JU would have to prove itself before becoming the tourney’s darlings.
In their first-round game with Western Kentucky — a contest billed as a clash between dueling giants Artis Gilmore and the Hilltoppers’ seven-foot sensation Jim McDaniels — the Dolphins prevailed 109-96. Gilmore and Pembrook completely dominated the inside play, forcing Western Kentucky to do most of its scoring from long range.
The upstart Dolphins then edged Big Ten champion Iowa in the second round, defeating the high-scoring Hawkeyes in a 104-103 thriller when Burrows — JU’s other skyscraper — followed up on a missed shot with two seconds remaining to put Jacksonville in the Mideast Regional championship game against top-seeded Kentucky, coached by the legendary Adolph Rupp.
Unlike Williams, who was just getting his first taste of the pressure-packed tournament, Rupp’s teams had competed in 44 previous NCAA tournament games while winning four national championships over a period of several decades.
Behind hot-shooting Rex Morgan’s 28 points, the Dolphins stunned the Wildcats — and the basketball world — in a 106-100 shootout. Gilmore scored 24 points and seized 20 boards to put the upset-minded Dolphins in the Final Four.
Not bad for a school that lost to the likes of Wilmington College only a few years earlier!
Jacksonville’s tournament inexperience, however, began to show during its semifinal game against third-seeded St. Bonaventure, a stubborn and crippled squad playing without its star center, 6’11” All-American Bob Lanier.
The undersized Bonnies kept the game much closer than anyone thought possible, holding the Dolphins to an 8-point halftime advantage and closing to within four points during an erratically played five-minute stretch late in the second half.
But with Gilmore again dominating the glass — he scored 29 points and almost effortlessly grabbed 21 rebounds — the Dolphins ultimately prevailed 91-83, thereby earning their way into the championship game against UCLA, coached by the immortal John Wooden.
Analysts and pundits suggested that Jacksonville wouldn’t have won if Lanier had been able to play, but Williams sharply disagreed. “Everybody says that St. Bonaventure would have won if they had Lanier,” he remarked. “But how can anybody prove it? We were supposed to win, and we did.”

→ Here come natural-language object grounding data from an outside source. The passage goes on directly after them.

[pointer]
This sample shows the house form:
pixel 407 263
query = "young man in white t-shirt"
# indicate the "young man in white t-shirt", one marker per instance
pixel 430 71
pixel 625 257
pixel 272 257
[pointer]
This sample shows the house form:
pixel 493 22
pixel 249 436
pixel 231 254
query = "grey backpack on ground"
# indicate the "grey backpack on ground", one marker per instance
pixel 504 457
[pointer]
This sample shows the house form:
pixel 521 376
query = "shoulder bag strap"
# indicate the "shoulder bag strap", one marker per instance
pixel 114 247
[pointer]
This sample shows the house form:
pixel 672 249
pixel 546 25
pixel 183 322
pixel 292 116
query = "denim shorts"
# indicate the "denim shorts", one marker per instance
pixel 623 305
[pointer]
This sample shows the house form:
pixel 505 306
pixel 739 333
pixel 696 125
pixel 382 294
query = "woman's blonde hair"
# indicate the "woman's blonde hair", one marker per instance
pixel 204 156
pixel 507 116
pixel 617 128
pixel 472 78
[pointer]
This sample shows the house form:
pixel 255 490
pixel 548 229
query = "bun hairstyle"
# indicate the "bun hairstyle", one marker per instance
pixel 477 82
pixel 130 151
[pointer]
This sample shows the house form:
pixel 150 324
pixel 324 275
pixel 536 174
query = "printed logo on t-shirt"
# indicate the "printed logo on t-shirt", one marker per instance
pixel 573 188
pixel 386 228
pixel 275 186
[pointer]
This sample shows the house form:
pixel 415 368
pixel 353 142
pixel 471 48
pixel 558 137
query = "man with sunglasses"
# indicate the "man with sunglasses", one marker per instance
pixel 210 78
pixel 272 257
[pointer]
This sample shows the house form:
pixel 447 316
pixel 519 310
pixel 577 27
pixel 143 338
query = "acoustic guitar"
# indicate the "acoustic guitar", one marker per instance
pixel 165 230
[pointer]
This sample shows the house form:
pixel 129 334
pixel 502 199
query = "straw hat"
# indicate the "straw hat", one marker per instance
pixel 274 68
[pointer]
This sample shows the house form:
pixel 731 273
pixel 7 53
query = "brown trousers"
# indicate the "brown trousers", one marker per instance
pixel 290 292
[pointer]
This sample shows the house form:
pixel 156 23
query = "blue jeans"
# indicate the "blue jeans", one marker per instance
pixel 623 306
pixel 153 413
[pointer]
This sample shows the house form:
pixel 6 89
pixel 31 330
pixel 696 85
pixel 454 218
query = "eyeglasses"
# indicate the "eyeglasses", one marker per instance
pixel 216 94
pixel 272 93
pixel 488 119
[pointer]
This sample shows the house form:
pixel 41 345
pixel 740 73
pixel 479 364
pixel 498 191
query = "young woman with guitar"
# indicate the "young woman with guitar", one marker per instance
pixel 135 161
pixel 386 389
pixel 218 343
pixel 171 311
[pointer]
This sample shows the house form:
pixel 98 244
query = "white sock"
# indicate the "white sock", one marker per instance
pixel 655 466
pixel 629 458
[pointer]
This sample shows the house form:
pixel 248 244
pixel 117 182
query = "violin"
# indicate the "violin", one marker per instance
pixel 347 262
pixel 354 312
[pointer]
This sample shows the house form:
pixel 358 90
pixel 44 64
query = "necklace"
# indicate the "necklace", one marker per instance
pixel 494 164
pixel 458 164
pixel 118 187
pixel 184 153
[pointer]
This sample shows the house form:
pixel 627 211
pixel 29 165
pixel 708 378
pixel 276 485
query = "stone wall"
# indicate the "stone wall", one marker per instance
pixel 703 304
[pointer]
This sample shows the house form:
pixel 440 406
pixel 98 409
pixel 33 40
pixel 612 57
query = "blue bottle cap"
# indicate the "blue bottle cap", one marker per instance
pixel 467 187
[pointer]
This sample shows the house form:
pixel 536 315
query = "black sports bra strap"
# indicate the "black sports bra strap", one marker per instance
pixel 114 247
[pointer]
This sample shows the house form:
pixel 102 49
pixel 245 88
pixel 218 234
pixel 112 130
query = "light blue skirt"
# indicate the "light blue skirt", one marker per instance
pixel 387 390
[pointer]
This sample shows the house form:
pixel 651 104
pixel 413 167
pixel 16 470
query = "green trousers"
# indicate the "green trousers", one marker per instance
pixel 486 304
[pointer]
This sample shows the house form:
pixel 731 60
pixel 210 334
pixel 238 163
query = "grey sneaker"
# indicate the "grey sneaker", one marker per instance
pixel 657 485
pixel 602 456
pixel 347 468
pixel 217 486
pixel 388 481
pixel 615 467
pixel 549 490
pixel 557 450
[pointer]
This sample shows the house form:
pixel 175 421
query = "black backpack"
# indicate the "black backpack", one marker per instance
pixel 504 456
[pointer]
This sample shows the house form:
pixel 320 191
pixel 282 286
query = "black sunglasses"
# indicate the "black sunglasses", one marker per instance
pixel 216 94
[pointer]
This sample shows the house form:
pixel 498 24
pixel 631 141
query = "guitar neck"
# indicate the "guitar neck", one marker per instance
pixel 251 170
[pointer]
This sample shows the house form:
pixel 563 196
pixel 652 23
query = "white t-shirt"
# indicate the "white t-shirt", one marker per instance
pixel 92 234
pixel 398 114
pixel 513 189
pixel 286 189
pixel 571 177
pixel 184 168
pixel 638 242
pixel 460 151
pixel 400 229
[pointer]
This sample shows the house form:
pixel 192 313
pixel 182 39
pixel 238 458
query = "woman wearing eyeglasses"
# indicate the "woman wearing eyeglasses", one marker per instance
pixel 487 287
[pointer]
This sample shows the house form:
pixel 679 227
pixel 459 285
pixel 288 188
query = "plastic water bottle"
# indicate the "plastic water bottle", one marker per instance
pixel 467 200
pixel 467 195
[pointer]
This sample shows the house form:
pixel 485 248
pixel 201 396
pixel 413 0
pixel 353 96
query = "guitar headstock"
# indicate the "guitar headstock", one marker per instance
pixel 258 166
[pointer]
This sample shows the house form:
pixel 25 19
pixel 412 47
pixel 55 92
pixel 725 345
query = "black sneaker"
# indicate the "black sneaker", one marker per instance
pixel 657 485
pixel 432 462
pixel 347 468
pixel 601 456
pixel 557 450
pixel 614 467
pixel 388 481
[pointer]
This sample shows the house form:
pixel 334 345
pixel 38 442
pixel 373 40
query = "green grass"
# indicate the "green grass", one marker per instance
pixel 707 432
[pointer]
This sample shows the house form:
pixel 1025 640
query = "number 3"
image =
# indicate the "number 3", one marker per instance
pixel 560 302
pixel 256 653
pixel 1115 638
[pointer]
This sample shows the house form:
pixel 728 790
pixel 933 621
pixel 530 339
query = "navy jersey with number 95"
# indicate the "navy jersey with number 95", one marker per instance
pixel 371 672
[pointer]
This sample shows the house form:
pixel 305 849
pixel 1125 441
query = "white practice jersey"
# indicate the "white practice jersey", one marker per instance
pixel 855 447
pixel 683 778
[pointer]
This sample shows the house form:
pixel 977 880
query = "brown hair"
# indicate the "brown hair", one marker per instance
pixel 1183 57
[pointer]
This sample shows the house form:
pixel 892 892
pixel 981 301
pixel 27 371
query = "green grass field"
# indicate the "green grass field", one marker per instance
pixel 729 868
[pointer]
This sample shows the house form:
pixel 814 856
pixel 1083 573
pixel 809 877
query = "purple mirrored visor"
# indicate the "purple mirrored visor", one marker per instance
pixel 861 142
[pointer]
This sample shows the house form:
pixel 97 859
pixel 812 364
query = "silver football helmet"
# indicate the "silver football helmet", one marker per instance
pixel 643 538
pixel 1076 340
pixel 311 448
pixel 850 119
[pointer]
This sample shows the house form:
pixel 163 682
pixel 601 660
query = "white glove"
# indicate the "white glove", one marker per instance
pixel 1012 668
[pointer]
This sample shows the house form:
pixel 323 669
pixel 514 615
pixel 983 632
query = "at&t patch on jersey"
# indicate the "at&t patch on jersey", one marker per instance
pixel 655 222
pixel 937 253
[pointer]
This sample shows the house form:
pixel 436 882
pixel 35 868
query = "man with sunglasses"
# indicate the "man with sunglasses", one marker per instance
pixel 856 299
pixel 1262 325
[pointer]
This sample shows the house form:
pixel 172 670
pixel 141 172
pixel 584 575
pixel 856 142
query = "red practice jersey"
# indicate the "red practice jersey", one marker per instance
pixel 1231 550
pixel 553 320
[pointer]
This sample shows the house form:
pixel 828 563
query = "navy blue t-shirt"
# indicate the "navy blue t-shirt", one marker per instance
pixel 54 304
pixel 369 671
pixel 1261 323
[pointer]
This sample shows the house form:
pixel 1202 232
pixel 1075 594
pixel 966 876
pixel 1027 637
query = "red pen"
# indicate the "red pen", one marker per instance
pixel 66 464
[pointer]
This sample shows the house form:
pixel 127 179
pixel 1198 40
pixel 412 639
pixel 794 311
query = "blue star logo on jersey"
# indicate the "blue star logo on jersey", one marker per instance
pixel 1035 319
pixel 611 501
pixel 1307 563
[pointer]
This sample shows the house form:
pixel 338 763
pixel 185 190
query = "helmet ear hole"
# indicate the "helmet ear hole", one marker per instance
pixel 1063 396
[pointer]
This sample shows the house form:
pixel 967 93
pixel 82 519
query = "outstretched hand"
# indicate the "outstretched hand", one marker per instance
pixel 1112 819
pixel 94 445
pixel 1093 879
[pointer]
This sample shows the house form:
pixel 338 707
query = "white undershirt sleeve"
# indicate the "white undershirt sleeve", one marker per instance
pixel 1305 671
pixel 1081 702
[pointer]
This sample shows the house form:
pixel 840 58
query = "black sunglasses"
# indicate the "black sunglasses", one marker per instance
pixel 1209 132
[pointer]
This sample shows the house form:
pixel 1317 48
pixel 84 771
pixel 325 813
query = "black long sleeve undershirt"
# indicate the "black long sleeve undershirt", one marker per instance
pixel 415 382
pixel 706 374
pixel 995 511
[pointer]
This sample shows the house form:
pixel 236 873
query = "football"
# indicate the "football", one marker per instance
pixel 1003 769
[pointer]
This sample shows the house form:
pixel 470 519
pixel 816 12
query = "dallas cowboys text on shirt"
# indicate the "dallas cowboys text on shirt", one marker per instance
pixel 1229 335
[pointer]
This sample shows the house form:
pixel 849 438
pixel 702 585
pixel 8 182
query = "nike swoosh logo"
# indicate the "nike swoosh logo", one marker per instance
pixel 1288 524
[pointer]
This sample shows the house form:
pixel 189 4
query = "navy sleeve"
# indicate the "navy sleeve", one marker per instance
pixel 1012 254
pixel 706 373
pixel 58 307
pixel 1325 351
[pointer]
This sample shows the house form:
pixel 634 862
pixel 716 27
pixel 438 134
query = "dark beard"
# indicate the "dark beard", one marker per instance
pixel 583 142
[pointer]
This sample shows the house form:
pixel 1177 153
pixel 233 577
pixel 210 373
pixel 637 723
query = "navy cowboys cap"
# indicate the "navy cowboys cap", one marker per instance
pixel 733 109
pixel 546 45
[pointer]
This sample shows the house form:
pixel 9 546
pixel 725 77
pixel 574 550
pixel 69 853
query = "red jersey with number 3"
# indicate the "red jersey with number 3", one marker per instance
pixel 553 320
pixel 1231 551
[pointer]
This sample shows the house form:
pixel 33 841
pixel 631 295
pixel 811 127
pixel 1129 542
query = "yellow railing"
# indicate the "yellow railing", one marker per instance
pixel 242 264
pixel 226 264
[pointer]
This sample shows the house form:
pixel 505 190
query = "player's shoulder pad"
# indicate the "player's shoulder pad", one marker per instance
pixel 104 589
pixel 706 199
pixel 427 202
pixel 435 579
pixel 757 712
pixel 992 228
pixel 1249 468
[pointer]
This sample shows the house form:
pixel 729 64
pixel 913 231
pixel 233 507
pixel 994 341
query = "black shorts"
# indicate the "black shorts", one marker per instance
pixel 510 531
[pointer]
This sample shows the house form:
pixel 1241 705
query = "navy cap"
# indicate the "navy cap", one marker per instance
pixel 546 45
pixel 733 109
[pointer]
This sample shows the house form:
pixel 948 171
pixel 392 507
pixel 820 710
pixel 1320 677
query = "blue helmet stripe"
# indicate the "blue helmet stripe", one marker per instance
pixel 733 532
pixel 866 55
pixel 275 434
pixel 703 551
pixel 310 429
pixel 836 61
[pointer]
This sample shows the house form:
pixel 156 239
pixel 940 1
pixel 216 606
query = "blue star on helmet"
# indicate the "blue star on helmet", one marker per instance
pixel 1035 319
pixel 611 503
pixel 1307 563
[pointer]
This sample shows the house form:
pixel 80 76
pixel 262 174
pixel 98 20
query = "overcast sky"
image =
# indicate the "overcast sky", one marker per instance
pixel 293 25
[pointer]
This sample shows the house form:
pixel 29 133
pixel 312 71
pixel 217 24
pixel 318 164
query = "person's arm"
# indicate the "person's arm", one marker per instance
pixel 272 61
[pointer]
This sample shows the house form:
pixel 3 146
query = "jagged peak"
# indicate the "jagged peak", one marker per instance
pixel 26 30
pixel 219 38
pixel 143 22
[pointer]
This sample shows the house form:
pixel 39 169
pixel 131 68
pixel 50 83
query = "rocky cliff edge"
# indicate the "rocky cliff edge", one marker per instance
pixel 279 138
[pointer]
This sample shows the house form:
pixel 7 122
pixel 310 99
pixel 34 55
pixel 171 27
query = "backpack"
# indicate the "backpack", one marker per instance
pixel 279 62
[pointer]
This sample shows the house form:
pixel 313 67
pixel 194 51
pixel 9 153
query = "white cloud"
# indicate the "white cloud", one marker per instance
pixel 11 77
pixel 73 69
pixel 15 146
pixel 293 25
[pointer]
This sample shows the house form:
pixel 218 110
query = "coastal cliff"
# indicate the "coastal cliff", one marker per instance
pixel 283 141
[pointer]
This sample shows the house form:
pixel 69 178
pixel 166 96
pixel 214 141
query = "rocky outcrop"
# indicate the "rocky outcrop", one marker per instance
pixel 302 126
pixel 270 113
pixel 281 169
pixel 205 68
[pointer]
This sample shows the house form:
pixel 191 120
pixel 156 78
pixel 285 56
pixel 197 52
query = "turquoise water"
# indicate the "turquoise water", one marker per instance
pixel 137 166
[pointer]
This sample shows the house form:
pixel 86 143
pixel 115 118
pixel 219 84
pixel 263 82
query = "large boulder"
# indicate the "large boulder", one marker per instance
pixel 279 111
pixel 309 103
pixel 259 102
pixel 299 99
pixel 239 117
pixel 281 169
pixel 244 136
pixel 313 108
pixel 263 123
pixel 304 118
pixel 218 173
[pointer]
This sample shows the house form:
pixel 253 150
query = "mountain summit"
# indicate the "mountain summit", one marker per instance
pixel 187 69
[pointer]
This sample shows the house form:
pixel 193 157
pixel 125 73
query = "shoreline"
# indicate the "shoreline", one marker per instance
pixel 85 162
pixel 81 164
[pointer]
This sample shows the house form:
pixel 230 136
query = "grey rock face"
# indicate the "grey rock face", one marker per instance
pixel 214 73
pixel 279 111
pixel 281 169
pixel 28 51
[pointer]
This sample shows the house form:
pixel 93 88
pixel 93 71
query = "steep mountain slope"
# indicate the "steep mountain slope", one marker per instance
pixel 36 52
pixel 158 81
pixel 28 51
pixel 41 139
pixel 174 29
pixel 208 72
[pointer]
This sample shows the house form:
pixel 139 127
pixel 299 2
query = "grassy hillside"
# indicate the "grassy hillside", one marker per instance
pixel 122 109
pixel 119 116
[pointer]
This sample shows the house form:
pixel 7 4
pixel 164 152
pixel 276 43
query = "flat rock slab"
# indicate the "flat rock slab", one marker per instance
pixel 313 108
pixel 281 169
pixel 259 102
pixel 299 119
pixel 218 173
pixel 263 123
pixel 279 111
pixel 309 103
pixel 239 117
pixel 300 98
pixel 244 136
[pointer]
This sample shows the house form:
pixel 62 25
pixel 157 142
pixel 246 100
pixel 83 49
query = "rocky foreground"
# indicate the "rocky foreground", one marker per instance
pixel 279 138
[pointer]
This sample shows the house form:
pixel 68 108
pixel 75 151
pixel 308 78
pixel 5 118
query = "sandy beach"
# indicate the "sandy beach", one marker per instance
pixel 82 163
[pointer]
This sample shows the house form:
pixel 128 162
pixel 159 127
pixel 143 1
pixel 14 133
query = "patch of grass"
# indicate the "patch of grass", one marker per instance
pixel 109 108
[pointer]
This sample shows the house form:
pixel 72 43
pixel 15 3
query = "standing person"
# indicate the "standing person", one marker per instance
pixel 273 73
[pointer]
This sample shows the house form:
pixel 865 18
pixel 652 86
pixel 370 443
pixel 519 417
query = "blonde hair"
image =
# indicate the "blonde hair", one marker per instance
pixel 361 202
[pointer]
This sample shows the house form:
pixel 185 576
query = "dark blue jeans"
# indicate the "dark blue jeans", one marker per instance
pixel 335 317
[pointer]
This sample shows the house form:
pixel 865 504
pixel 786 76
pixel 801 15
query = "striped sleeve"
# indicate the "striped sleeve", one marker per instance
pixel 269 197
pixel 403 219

Lanier or not, Jacksonville was in the championship game.
While JU’s luck was about to run out, the anticipation in the sleepy River City couldn’t have been greater. Old timers say it was “the day Jacksonville stood still.” Everybody, it seemed, was glued to their television sets.
Seeking his sixth national championship in seven years, the “Wizard of Westwood” had his post-Lew Alcindor crew, led by stalwart Sidney Wicks, ready for the upset-minded Dolphins.
JU jumped out to an early 14-6 lead, but the Bruins dominated the rest of the way with the 6’8” Wicks — giving up a full 5 ½ inches to Gilmore — limiting the Dolphins’ much taller center to 9-29 shooting from the floor and only 16 rebounds en route to a relatively easy 80-69 victory.
UCLA’s interior defense harassed Jacksonville’s 7’2” center into one of the worst shooting performances of his collegiate career, far below his 58 percent field-goal percentage for the season.
Wicks, moreover, blocked five of Gilmore’s shots, causing JU’s towering treasure to lose his poise and —uncharacteristically — force a number of bad shots that he normally wouldn’t have taken. Gilmore missed his first five shots in the second half as UCLA pulled away.
“That Wicks looked as if he had springs on his feet,” a gloomy and disappointed Gilmore quipped after the game.
Incredibly, some 10,000 fans on the First Coast turned out at the Jacksonville Gator Bowl to welcome the team home on March 22.
Long regarded as an overgrown country town, Jacksonville was now on the map, at least in college basketball circles as everybody suddenly wanted to include JU on their schedules.
The Dolphins, unfortunately, were unable to repeat their miraculous run in 1970-71, but they did earn another trip to the NCAA tournament, only to lose a 74-72 last-second heartbreaker to Western Kentucky in the opening round.